28-Jul-11 - 06:19 PM
Thread Name: BS: translations from across the pond
Subject: RE: BS: translations from across the pond
Thank you leenia. Mind you, I do have a college report not intended for my eyes describing me as widely read but not deeply!

I don't mind the occasional word I haven't already met, but I do like its meaning to be clear from context. I wouldn't have got through Tolkein, would I? Or geology texts. I can't remember any of the Donaldson words, as I haven't met them anywhere else since. I think in his case it was the result of his autodidactic education, as he was in an isolated situation on a mission station, and may well have taught himself out of books, including Webster. I don't think he knew the words were not going to be recognisable to most readers.
He used them like Homer's epithets, or Viking kennings. As in Odysseus of the many devices. If a writer in English insisted on writing Odysseus polymechan everytime, without access to a lexicon, you wouldn't know whether that word meant longhaired, loudspoken, shortlegged, sharpshooter or whatever. If you could deduce things about Odysseus from elsewhere in the story, you might make a good guess. If the word was used for someone else with similar characteristics, you could build on that. If you knew a bit about language, and could guess the poly was many, and mechan might have something to do with machinery, you could make a stab at it. Wrongly. though for a king he does seem to have been good at DIY. But if you didn't, and he only used that word to describe Odysseus, and Odysseus only, and never described his behaviour in any other way, you'd be sunk. And I was with Donaldson.
Not the only one, either. See this page. Donaldson's wordhoard The word roynish, given no meaning on that page, is the one which led to that passage above.

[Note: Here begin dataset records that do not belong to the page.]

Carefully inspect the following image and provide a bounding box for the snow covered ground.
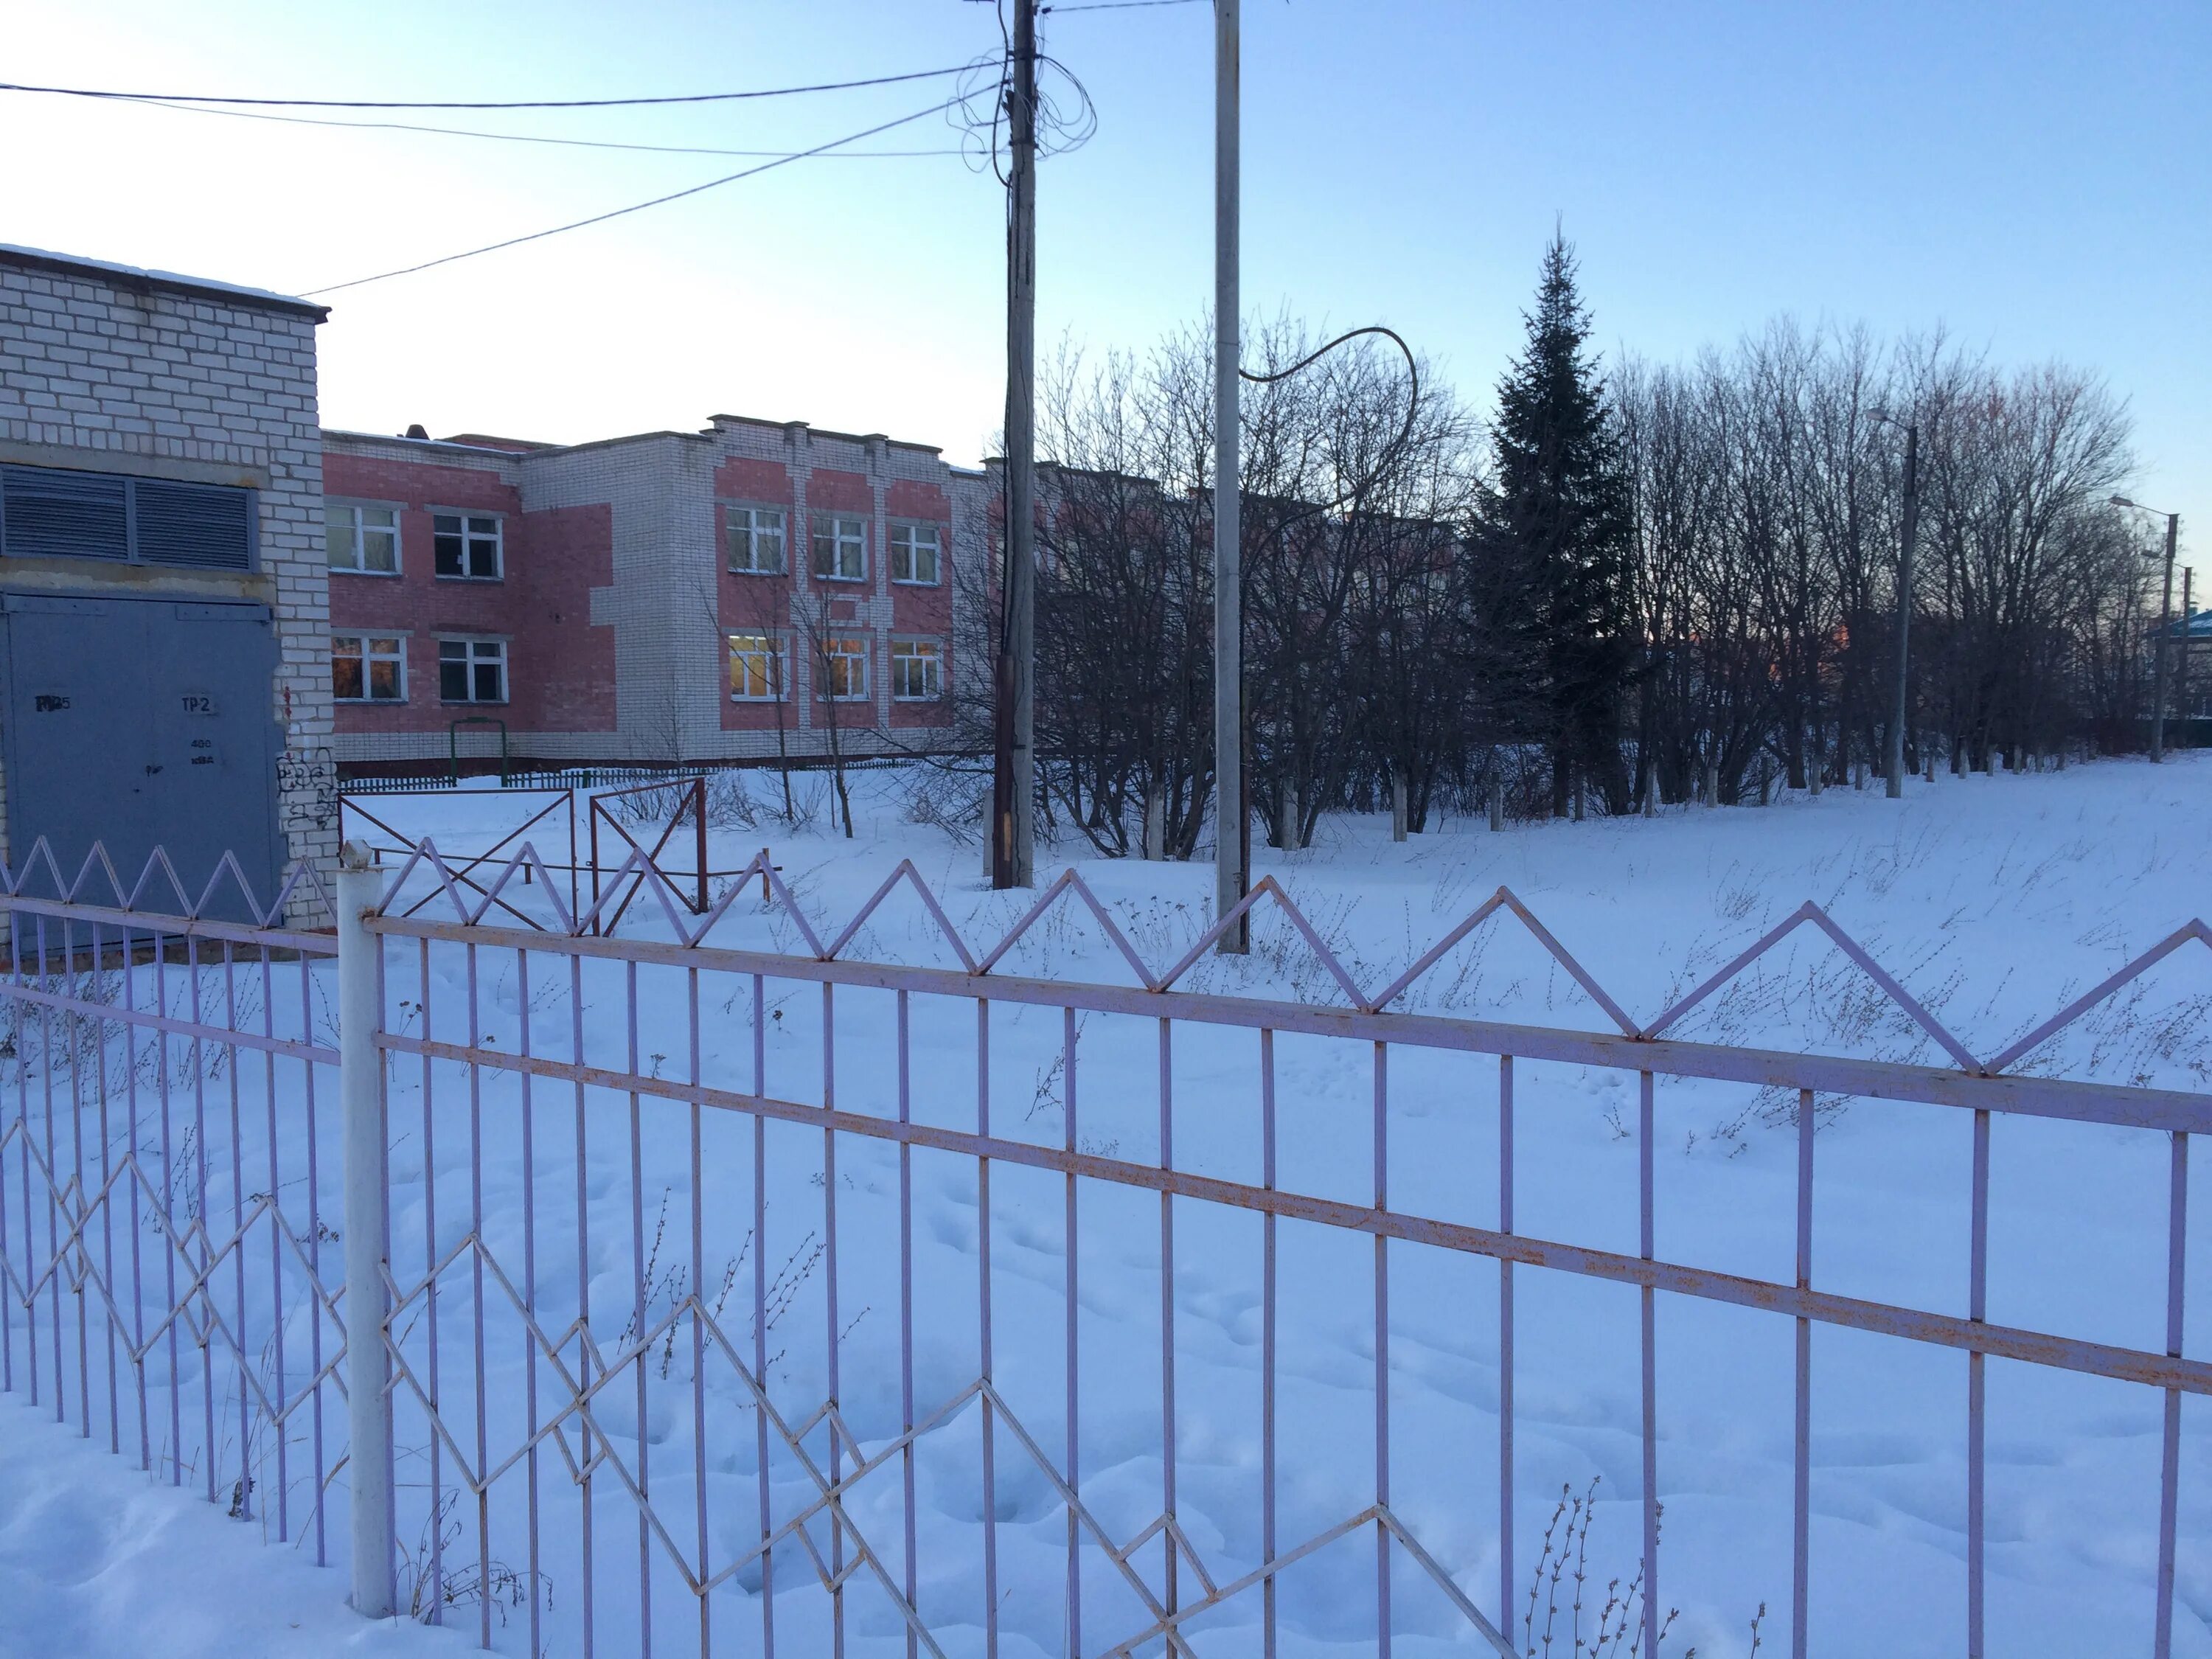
[7,754,2210,1657]
[0,1394,464,1658]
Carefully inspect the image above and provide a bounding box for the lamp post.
[2112,497,2180,763]
[1874,411,1920,797]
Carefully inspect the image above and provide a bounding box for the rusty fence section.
[0,835,2205,1658]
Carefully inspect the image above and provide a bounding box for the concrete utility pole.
[2154,510,2179,764]
[992,0,1038,887]
[2181,566,2195,750]
[1213,0,1247,951]
[1885,417,1919,799]
[2114,498,2180,765]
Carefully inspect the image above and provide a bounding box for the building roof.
[0,243,330,322]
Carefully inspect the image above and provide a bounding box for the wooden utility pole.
[1213,0,1247,951]
[992,0,1038,887]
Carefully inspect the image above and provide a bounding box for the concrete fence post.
[336,839,395,1619]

It's something nasty, but exactly what. I have no idea. I did know some of the other words listed, through reading Malory, geology and a few other things. The quoted passage does raise a question about the state of the writer's mind. A bit Coleridge and de Quincey, that.
Another writer who laid linguistic traps for the reader was Dorothy L Sayers, who stuck Greek texts into her novels, which were integral to the plot. And did not provide translations. I can't believe she didn't realise that most people at her time could not even decipher the alphabet.

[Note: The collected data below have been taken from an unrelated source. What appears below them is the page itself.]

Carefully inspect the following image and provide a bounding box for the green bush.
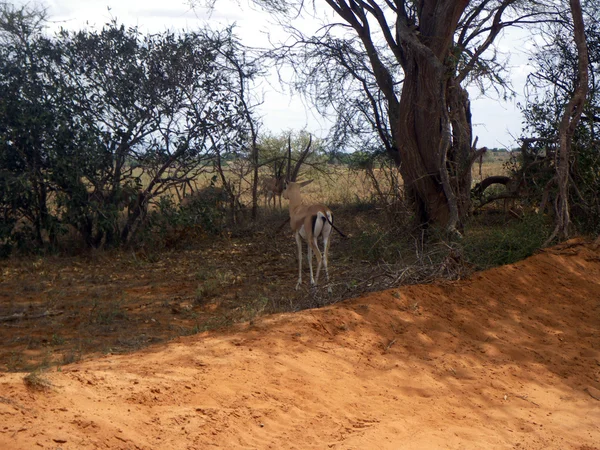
[133,189,229,249]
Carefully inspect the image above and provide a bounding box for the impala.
[261,175,285,209]
[281,134,345,291]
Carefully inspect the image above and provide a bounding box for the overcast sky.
[27,0,534,149]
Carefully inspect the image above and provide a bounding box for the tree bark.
[473,176,511,196]
[447,79,476,222]
[394,0,470,230]
[547,0,589,243]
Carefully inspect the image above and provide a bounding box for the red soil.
[1,240,599,449]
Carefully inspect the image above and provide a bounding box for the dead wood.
[474,193,521,210]
[0,310,63,323]
[473,176,511,197]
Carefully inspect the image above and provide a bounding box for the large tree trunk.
[447,80,477,222]
[393,58,451,226]
[394,0,469,230]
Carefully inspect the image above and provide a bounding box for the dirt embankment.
[1,241,600,449]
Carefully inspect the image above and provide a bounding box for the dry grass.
[23,370,53,391]
[471,151,512,186]
[0,156,521,373]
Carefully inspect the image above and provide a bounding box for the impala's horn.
[286,134,292,182]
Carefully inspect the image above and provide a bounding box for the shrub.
[462,214,551,269]
[133,189,228,249]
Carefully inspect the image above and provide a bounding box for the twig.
[474,193,520,210]
[311,316,332,336]
[11,427,28,438]
[584,387,600,401]
[0,310,63,323]
[384,338,397,352]
[275,217,290,233]
[515,394,540,407]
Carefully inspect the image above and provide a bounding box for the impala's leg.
[307,240,314,285]
[295,231,303,290]
[323,234,330,281]
[324,216,333,281]
[307,217,322,287]
[312,237,323,286]
[310,216,326,286]
[322,233,331,293]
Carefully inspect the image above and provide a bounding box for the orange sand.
[1,241,599,449]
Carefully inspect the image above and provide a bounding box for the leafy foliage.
[519,0,600,234]
[0,4,259,254]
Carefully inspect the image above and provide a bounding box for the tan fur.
[261,177,285,209]
[283,181,333,291]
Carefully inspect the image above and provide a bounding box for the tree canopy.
[0,3,260,252]
[0,0,597,255]
[255,0,558,231]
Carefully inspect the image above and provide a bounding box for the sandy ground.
[1,240,600,449]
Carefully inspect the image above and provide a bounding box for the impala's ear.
[299,179,313,188]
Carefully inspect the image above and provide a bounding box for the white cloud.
[15,0,532,148]
[471,97,523,149]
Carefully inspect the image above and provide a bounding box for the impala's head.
[282,180,293,200]
[282,179,313,200]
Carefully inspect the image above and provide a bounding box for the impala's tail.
[311,212,346,239]
[324,214,347,238]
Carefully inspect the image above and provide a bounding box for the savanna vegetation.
[1,0,599,371]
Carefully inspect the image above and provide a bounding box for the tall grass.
[471,151,511,186]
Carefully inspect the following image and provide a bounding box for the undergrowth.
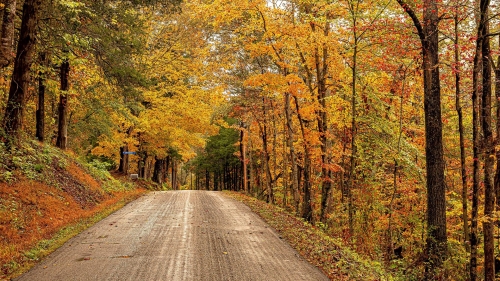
[224,191,395,281]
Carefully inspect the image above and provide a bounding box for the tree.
[56,58,70,149]
[0,0,16,67]
[476,0,493,278]
[2,0,43,144]
[395,0,447,277]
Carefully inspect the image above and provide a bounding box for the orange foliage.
[66,163,102,193]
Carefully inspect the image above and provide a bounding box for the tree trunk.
[479,2,494,279]
[347,41,358,240]
[454,11,469,255]
[56,59,70,149]
[470,40,481,281]
[240,127,248,193]
[260,98,274,204]
[315,29,332,224]
[422,4,447,276]
[36,53,46,142]
[495,35,500,210]
[138,152,147,178]
[344,4,360,239]
[172,160,177,190]
[205,168,209,190]
[293,96,312,222]
[118,145,129,174]
[0,0,16,67]
[396,0,447,277]
[285,91,299,213]
[387,66,407,260]
[152,157,166,185]
[2,0,42,144]
[248,133,255,194]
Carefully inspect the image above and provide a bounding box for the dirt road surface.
[16,191,329,281]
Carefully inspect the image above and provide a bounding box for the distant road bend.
[16,191,329,281]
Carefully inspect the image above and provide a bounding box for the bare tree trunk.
[495,35,500,210]
[36,53,46,142]
[56,59,69,149]
[387,66,407,260]
[153,157,166,185]
[396,0,447,277]
[260,97,274,204]
[240,126,248,193]
[454,11,469,255]
[316,38,332,224]
[172,160,178,190]
[3,0,42,144]
[470,45,481,281]
[285,91,299,214]
[347,41,358,240]
[205,168,209,190]
[118,145,128,173]
[470,16,482,281]
[0,0,16,67]
[293,96,312,222]
[248,131,255,194]
[479,2,494,279]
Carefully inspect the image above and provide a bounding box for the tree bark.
[495,35,500,211]
[315,25,332,224]
[293,96,312,222]
[395,0,447,277]
[470,37,481,281]
[453,11,469,255]
[260,97,274,204]
[36,53,46,142]
[152,157,166,185]
[285,90,299,214]
[479,1,494,279]
[422,2,447,275]
[118,145,128,173]
[240,126,248,193]
[2,0,42,144]
[205,168,209,190]
[0,0,16,67]
[56,59,70,149]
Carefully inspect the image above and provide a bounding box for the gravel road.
[16,190,329,281]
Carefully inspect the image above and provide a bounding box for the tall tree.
[2,0,43,144]
[35,53,47,142]
[56,58,70,149]
[477,0,493,278]
[452,2,468,255]
[395,0,447,277]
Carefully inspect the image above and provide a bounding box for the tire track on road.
[16,191,329,281]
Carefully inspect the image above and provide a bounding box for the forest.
[0,0,499,280]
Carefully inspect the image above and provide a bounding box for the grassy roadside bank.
[0,140,150,280]
[1,188,145,280]
[224,191,393,281]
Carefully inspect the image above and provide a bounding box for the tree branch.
[395,0,425,42]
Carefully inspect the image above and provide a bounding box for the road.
[16,191,329,281]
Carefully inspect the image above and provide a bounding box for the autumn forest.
[1,0,500,279]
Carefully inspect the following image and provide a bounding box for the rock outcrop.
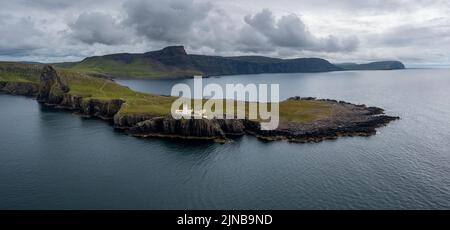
[58,94,123,120]
[37,65,69,104]
[129,117,227,142]
[29,65,399,143]
[249,114,399,143]
[0,81,39,96]
[113,113,157,129]
[36,65,123,121]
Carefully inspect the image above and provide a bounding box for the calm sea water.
[1,69,450,209]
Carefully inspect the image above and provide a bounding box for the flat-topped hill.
[56,46,341,78]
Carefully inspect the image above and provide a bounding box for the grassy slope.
[0,62,41,83]
[57,57,201,79]
[279,100,333,123]
[59,70,334,122]
[1,62,334,123]
[57,69,176,115]
[54,47,339,79]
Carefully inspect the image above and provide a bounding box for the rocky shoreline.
[0,81,39,97]
[1,65,400,144]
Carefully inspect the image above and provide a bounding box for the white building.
[175,103,208,118]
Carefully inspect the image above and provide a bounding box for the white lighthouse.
[174,102,208,118]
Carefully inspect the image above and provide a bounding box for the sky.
[1,0,450,67]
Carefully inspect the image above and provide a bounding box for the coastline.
[1,65,400,144]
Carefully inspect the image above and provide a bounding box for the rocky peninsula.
[1,64,399,143]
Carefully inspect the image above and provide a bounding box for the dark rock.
[0,81,39,96]
[37,65,69,104]
[36,65,122,120]
[130,117,226,140]
[365,106,385,115]
[113,113,156,128]
[28,65,400,145]
[336,61,406,70]
[80,99,123,120]
[216,119,246,135]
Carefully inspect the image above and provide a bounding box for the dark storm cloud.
[242,9,358,52]
[0,0,360,59]
[0,15,44,56]
[123,0,213,43]
[19,0,84,9]
[119,1,357,53]
[244,9,315,48]
[0,0,449,65]
[68,12,131,45]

This is totally different from dealing with writers who coin words, who usually explain what they mean. I remember Andre Norton carefully describing an animal on a different planet. I can't remember the name, or what it looked like, because by the time she had finished describing a small furry herbivorous animal which lived in communities in burrows, and bred rapidly, I was thinking rabbit, and I went on thinking rabbit all the way through the book. The word didn't get in the way of reading, because the meaning was there.